Thomas is back to No. 1 in the world with his third win of the season Sunday, despite hitting it all over the park. At 27, Thomas is the third-youngest ever to 13 victories behind only Woods (23) and Jack Nicklaus (25).

He deserves his current favored status.

But he also blew a 3-shot lead with 3 to play at Muirfield the week before the Memorial and had a chance to give away a 2-shot lead with 2 to play Sunday. A superb iron player, down the stretch he hasn't been able to hit a fairway under pressure, and at Harding Park fairways will be critical.

Rory McIlroy is 15-1 and won Match Play at Harding Park beating Woodland in the final in 2015, but he hasn't won a major since 2014, has bemoaned the energy without fans, is 98th with the flat stick and has changed putters numerous times in 5 starts since the break, without a Top 10 finish.

If he could putt, this wouldn't be a contest.

Bryson DeChambeau (16-1) is all the rage, looking like Mark McGwire, hitting it miles and putting lights out. The mad scientist will not have a problem on this track if he hits fairways, but his wedge game has not caught up to the rest of his bag. When it does, he will be a major championship force.

Guys like Xander Schauffele (16-1) and Patrick Cantlay (25-1) have majors in their future, and Schauffele could win if he puts four rounds together. He's been giving away tournaments this year with one bad day, as he did at Memorial when he handed 9 shots to Jon Rahm on Thursday and finished 10 behind the winner.

But if you're looking for a price, think in terms of defending Open champ Shane Lowry (70-1), who hits it straight and will be comfortable in the weather conditions. He was eighth last year at Bethpage.

Daniel Berger (40-1) has his career back after surviving injuries and is a real threat, as is Abraham Ancer (70-1), who was outstanding in the Presidents Cup. There are no holes in his game. This is a draw course and these two players have every shot in the bag.

Europeans Matt Fitzpatrick (60-1) and Tyrell Hatton (60-1) have been extraordinary on the greens this year and if they get off to solid starts, a live play is good idea.

You want a bomb? Graeme McDowell is 300-1. He won a U.S. Open at Pebble (2010) and could have won across the water at Olympic Club (2012). He finished T-2 with Michael Thompson (200-1), who won two weeks ago in Minnesota.

Finishing fourth at Olympic in 2012 was Jim Furyk, who had it in the bag until he snapped a drive into the woods late on Sunday. Furyk (350-1) won Sunday in his first Champions Tour start.

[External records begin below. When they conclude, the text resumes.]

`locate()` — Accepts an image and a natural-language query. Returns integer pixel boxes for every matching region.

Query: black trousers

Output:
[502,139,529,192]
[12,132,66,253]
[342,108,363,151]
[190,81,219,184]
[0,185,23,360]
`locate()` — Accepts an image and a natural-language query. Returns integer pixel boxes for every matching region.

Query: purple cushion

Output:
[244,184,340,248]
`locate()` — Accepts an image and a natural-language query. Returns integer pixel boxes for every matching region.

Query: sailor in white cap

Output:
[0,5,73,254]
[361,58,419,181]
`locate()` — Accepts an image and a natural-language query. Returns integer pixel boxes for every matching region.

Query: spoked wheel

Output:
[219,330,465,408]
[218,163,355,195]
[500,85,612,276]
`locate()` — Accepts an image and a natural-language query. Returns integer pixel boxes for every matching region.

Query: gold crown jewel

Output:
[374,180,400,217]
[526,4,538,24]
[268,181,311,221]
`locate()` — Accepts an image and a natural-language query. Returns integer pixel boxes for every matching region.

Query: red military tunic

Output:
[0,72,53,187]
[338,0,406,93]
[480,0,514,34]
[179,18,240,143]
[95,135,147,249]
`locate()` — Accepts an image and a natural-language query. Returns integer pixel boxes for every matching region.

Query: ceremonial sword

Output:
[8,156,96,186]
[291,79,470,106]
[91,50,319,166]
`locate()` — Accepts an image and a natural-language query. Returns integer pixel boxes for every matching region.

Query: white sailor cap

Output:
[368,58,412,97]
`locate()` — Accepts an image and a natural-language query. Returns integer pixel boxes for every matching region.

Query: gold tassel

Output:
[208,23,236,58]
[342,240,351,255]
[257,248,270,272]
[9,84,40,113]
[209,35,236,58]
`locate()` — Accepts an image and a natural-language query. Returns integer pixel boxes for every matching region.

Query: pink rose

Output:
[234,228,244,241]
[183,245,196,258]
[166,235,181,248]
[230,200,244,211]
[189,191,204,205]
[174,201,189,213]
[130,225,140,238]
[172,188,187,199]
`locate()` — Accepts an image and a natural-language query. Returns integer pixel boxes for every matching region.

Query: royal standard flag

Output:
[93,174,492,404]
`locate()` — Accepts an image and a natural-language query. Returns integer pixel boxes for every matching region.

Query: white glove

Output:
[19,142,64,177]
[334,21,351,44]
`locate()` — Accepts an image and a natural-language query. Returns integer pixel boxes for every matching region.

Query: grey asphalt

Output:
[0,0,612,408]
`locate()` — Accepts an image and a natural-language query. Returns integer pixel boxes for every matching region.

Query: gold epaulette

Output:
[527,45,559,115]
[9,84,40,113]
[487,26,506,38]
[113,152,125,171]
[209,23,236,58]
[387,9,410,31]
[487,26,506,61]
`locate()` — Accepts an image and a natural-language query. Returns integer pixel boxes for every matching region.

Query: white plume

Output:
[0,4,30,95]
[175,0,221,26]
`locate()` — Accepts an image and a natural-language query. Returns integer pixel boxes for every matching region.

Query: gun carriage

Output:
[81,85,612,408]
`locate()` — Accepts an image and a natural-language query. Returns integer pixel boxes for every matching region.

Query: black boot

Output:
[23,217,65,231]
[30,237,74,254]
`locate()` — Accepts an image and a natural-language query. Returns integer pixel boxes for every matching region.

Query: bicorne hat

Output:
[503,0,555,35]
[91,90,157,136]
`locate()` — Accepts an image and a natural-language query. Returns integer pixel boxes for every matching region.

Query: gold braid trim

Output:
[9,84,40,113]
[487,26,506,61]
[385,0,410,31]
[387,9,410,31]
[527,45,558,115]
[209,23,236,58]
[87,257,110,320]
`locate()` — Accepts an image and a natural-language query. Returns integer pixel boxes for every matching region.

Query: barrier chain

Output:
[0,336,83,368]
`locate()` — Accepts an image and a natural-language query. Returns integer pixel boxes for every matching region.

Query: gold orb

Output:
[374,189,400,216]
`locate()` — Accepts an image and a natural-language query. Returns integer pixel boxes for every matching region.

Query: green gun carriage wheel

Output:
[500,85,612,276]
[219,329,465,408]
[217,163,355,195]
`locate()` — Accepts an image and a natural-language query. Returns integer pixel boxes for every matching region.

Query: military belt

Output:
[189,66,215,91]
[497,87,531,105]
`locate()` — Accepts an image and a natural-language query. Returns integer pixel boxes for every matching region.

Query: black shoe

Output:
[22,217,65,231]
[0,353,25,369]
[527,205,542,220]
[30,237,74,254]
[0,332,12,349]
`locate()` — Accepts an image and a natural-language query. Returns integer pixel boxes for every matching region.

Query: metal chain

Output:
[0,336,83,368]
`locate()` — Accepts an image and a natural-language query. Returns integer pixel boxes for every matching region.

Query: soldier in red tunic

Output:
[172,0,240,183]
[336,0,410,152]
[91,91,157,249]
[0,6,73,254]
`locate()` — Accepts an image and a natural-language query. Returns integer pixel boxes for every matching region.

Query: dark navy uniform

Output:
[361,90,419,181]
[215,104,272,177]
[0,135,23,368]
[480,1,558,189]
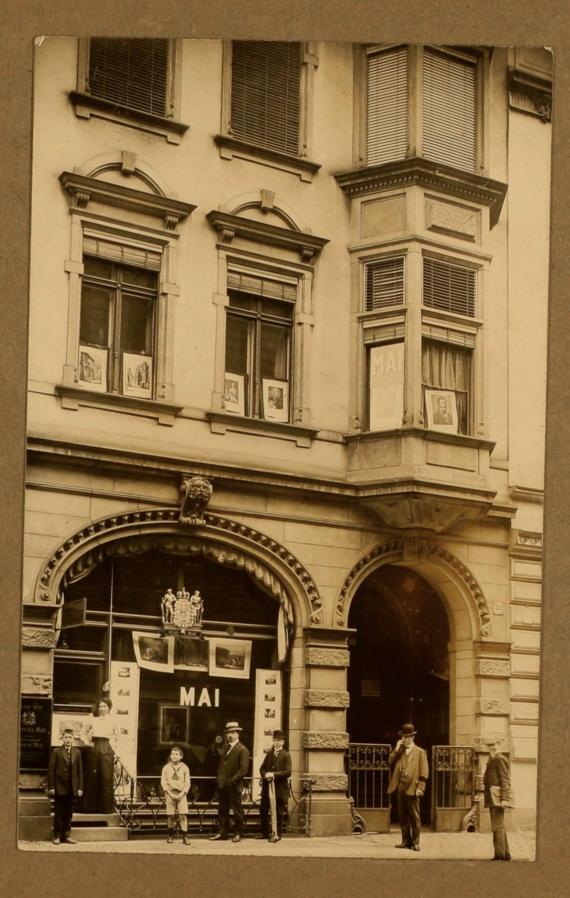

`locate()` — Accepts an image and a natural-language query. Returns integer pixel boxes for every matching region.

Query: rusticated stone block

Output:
[22,627,56,649]
[304,689,350,708]
[303,730,349,751]
[474,698,510,717]
[305,646,350,667]
[303,773,348,793]
[22,674,53,695]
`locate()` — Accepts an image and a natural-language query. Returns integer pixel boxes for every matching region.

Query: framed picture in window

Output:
[77,344,108,393]
[223,371,245,415]
[123,352,152,399]
[210,639,251,680]
[425,390,457,433]
[263,377,289,421]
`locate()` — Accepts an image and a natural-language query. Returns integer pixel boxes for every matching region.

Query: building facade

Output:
[21,37,552,834]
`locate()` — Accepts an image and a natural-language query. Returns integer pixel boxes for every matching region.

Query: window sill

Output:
[206,412,318,449]
[55,384,183,427]
[69,90,189,143]
[335,157,507,227]
[214,134,321,182]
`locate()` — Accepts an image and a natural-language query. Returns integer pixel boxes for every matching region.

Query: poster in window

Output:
[368,343,404,430]
[123,352,152,399]
[263,377,289,421]
[223,371,245,415]
[133,632,174,673]
[77,345,107,393]
[425,390,457,433]
[210,639,251,680]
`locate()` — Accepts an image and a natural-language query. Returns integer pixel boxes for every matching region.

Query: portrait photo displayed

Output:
[425,390,458,433]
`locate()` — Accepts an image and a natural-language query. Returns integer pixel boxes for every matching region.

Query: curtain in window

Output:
[422,340,471,433]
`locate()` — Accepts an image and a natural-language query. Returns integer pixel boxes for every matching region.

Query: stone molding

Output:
[304,689,350,710]
[305,646,350,667]
[35,508,323,624]
[303,730,349,751]
[22,626,56,649]
[21,673,53,695]
[335,537,491,637]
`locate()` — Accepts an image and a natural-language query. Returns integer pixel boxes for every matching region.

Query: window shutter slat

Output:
[366,47,408,165]
[230,41,301,156]
[88,38,169,116]
[364,256,404,312]
[423,49,477,171]
[423,258,477,318]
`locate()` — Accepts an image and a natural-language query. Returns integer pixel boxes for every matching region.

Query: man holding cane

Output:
[388,723,429,851]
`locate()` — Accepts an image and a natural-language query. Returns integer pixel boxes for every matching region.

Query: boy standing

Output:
[48,726,83,845]
[160,745,190,845]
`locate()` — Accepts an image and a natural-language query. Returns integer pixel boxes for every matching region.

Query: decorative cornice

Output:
[206,209,329,262]
[335,536,491,636]
[335,157,507,227]
[36,508,323,624]
[59,171,196,231]
[509,68,552,124]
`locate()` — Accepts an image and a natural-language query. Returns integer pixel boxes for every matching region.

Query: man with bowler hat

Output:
[388,723,429,851]
[48,726,83,845]
[210,720,249,842]
[483,738,512,861]
[259,730,293,842]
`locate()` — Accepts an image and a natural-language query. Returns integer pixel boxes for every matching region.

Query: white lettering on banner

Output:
[180,686,220,708]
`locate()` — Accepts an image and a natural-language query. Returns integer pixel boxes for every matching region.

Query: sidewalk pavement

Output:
[18,830,535,861]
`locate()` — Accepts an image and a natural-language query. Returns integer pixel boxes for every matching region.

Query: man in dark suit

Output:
[48,727,83,845]
[388,723,429,851]
[210,720,249,842]
[259,730,292,842]
[483,739,512,861]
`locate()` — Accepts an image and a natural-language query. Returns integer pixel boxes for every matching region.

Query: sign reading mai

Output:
[180,686,220,708]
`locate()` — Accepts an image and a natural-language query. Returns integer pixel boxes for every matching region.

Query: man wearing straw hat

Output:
[206,720,249,842]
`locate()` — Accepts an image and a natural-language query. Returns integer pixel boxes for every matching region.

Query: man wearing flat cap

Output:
[483,738,513,861]
[388,723,429,851]
[259,730,292,842]
[48,726,83,845]
[210,720,249,842]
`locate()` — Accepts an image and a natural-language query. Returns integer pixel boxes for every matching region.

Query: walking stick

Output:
[267,780,279,842]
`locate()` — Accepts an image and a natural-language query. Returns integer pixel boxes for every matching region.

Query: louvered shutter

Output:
[423,258,477,318]
[88,37,168,116]
[83,235,161,271]
[423,49,477,171]
[228,271,297,302]
[366,47,408,165]
[231,41,301,156]
[364,256,404,312]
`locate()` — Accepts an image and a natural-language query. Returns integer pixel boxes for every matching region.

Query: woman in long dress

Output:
[83,698,118,814]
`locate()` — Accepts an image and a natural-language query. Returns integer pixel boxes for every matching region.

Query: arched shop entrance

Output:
[54,543,288,777]
[347,564,450,822]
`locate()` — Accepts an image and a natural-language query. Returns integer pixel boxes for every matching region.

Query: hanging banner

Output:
[251,669,283,801]
[109,661,140,776]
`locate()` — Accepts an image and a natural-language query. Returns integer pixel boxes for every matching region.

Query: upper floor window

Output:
[78,238,160,399]
[230,41,302,156]
[363,46,481,172]
[87,37,169,116]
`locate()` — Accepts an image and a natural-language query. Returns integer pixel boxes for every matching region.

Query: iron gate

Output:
[431,745,478,832]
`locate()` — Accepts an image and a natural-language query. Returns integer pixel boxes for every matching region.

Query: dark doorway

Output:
[347,565,450,822]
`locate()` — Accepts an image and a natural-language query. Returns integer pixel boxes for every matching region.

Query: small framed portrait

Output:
[425,390,458,433]
[77,345,107,393]
[210,639,251,680]
[263,377,289,421]
[123,352,152,399]
[223,371,245,415]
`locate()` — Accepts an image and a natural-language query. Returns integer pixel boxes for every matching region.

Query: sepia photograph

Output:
[18,35,554,868]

That 2012 U.S. Open a few hundred yards from Harding Park was captured by Webb Simpson, who has been brilliant since the restart, winning at Hilton Head and currently ranked first in birdie and putting average, fourth in scoring average, sixth in proximity, seventh in approach, 14th in greens and 19th in fairways.

On a course that does not reward length, where the rough will be sticky in the morning, trees are jail and fairways are tight, Simpson (30-1) was very close to being the pick here. But his veteran caddie is off the bag with a back injury and that is an uncomfortable way to enter a major.

So the selection for 102nd PGA Championship is the 25-year-old Rahm (16-1), who won the biggest tournament of the last 11 months when he captured the Memorial three weeks ago and moved to No. 1 in the world for two weeks.

That was a major championship course in every sense with only nine players finishing under par, and Rahm dissected Muirfield with precision and patience, which will be necessary this week. It is the most difficult course the Tour has played since the Open Championship 13 months ago.

He has already won twice in California, including at Torrey Pines with its marine layer. He's won the Spanish Open and twice the Irish Open, which offer many similarities in terms of weather.

He said Tuesday morning that Harding Park -- and its conditions -- reminds him very much of the courses he grew up playing. He gets a very comfortable group the first two days with fellow Spaniard Sergio Garcia and good friend Mickelson, whose brother Tim caddies now for Phil after being both Rahm's first agent and his college coach at ASU.

You can bank on Rahm winning multiple majors. This week is as good a time as any for his first.